DARTS Examples

Differentiable architecture search

TLDR

Our recommended ordering of examples:

  1. Uno: learn how to use the neural network building blocks in DARTS to define a fully connected model using DARTS.

  2. Advanced: how to define our own neural network primitives to be optimized by DARTS.

Setup

Darts makes use of Pytorch. You can find binaries for both Pytorch and Torchvision (used in the advanced example) at the pytorch website.

The Algorithm

This is an adaptation of Hanxiao Liu et al’s DARTS algorithm, extending the work to handle convolutional neural networks for NLP problems and more. Details of the original authors’ approach can be found in their 2019 ICLR paper.

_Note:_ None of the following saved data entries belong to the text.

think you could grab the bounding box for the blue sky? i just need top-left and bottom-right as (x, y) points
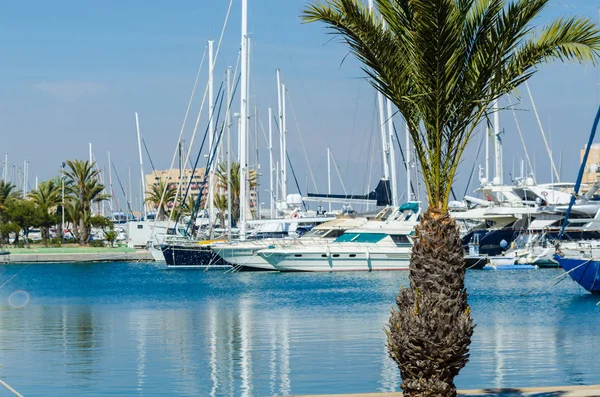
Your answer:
(1, 0), (599, 210)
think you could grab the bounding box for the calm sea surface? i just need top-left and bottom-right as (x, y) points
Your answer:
(0, 263), (597, 396)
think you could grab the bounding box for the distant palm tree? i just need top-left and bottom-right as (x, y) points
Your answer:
(28, 180), (61, 245)
(145, 178), (177, 220)
(215, 162), (257, 225)
(62, 159), (109, 245)
(213, 193), (228, 228)
(303, 0), (600, 395)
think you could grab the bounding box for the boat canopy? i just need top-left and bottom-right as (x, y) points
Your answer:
(334, 233), (387, 243)
(399, 202), (419, 212)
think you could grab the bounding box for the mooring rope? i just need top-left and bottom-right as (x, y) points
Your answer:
(520, 259), (592, 296)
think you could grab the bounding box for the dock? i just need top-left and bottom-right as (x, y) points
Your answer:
(295, 384), (600, 396)
(0, 247), (153, 263)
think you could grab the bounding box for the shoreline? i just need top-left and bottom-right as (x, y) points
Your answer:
(0, 247), (153, 263)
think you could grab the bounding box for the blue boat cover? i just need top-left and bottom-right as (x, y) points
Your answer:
(334, 233), (387, 243)
(399, 202), (419, 212)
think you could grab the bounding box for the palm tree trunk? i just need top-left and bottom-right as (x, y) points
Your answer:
(388, 210), (474, 397)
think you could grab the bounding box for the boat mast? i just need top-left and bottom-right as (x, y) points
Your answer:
(327, 147), (331, 212)
(281, 83), (288, 203)
(377, 89), (390, 181)
(108, 151), (114, 216)
(239, 0), (248, 240)
(135, 112), (147, 220)
(208, 39), (215, 235)
(386, 99), (398, 206)
(268, 106), (274, 218)
(22, 160), (27, 198)
(493, 99), (503, 185)
(406, 122), (411, 201)
(276, 69), (286, 202)
(226, 67), (233, 239)
(3, 153), (7, 182)
(254, 104), (260, 220)
(369, 0), (390, 184)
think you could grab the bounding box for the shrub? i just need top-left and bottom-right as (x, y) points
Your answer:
(89, 240), (105, 248)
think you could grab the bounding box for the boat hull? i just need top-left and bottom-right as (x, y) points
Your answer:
(212, 244), (277, 271)
(260, 250), (410, 272)
(161, 244), (229, 269)
(555, 255), (600, 293)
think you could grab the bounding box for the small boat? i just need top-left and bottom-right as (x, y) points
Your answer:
(483, 262), (539, 270)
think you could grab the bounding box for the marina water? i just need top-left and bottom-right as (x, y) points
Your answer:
(0, 263), (598, 396)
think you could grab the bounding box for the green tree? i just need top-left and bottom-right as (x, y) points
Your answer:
(0, 181), (20, 243)
(215, 162), (257, 226)
(303, 1), (600, 395)
(6, 198), (41, 247)
(145, 178), (177, 220)
(62, 159), (110, 245)
(28, 180), (61, 245)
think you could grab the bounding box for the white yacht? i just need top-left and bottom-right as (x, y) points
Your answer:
(257, 202), (420, 272)
(210, 218), (342, 270)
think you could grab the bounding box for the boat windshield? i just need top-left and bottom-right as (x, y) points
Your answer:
(302, 229), (330, 238)
(334, 233), (387, 243)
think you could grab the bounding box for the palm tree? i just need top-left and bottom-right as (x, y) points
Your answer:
(145, 178), (177, 220)
(215, 162), (257, 225)
(28, 180), (61, 245)
(303, 1), (600, 395)
(62, 159), (110, 245)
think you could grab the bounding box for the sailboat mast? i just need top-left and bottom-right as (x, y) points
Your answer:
(135, 112), (147, 220)
(327, 148), (331, 212)
(386, 99), (398, 206)
(239, 0), (248, 240)
(493, 99), (502, 185)
(108, 151), (114, 214)
(281, 83), (288, 202)
(226, 67), (233, 239)
(406, 123), (411, 201)
(276, 69), (285, 202)
(268, 106), (274, 218)
(208, 39), (215, 235)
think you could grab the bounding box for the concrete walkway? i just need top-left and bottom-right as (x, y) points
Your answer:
(295, 384), (600, 396)
(0, 248), (153, 263)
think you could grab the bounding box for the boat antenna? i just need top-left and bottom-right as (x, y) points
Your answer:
(558, 105), (600, 240)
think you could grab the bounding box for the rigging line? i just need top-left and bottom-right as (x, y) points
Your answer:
(111, 161), (135, 218)
(175, 81), (226, 228)
(0, 264), (29, 290)
(392, 121), (416, 197)
(187, 104), (230, 236)
(463, 130), (486, 198)
(178, 74), (241, 233)
(506, 94), (536, 183)
(525, 82), (560, 182)
(286, 152), (306, 210)
(329, 150), (348, 195)
(141, 139), (157, 175)
(345, 79), (362, 175)
(285, 89), (319, 193)
(157, 0), (233, 233)
(183, 0), (233, 166)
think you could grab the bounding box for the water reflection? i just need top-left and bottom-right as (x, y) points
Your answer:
(0, 265), (598, 396)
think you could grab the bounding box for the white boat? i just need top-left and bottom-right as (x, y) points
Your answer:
(211, 216), (364, 271)
(257, 202), (420, 272)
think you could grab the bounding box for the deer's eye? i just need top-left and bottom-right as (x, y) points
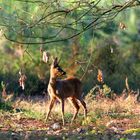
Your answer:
(57, 67), (60, 71)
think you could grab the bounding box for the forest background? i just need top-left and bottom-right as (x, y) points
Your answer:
(0, 0), (140, 96)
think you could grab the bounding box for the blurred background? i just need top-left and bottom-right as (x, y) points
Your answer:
(0, 0), (140, 96)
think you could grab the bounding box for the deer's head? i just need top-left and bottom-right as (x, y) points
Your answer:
(50, 57), (66, 78)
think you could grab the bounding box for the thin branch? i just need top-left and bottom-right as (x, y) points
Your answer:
(15, 0), (47, 4)
(29, 10), (69, 28)
(3, 0), (140, 44)
(80, 50), (93, 81)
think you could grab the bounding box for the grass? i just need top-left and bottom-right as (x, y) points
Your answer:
(0, 92), (140, 139)
(0, 101), (13, 112)
(22, 109), (44, 120)
(124, 128), (140, 134)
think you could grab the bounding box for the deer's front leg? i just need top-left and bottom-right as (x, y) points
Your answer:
(45, 98), (56, 121)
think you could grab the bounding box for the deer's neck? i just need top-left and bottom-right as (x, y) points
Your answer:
(49, 75), (57, 87)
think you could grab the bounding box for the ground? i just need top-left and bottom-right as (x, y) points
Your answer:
(0, 94), (140, 140)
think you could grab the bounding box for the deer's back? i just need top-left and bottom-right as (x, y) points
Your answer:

DARTS works by composing various neural net primitives, defined as Pytorch nn.Modules, to create a larger directed acyclic graph (DAG) that is to be your model. This composition is differentiable as we take the softmax of the choice of primitive types at each layer of the network. To make this more clear, let’s first define a few abstractions in the algorithm:

  1. Primitve: this is the fundamental block of computation, defined as an nn.Module. At each layer of your network, one of these primitves will be chosen by taking the softmax of all possible primitives at that layer. Examples could be a convolution block, a linear layer, a skip connect, or anything that you can come up with (subject to a few constraints).

  2. Cell: this is an abstraction that holds each of the primitive types for level of your network. This is where we perform the softmax over the possible primitive types.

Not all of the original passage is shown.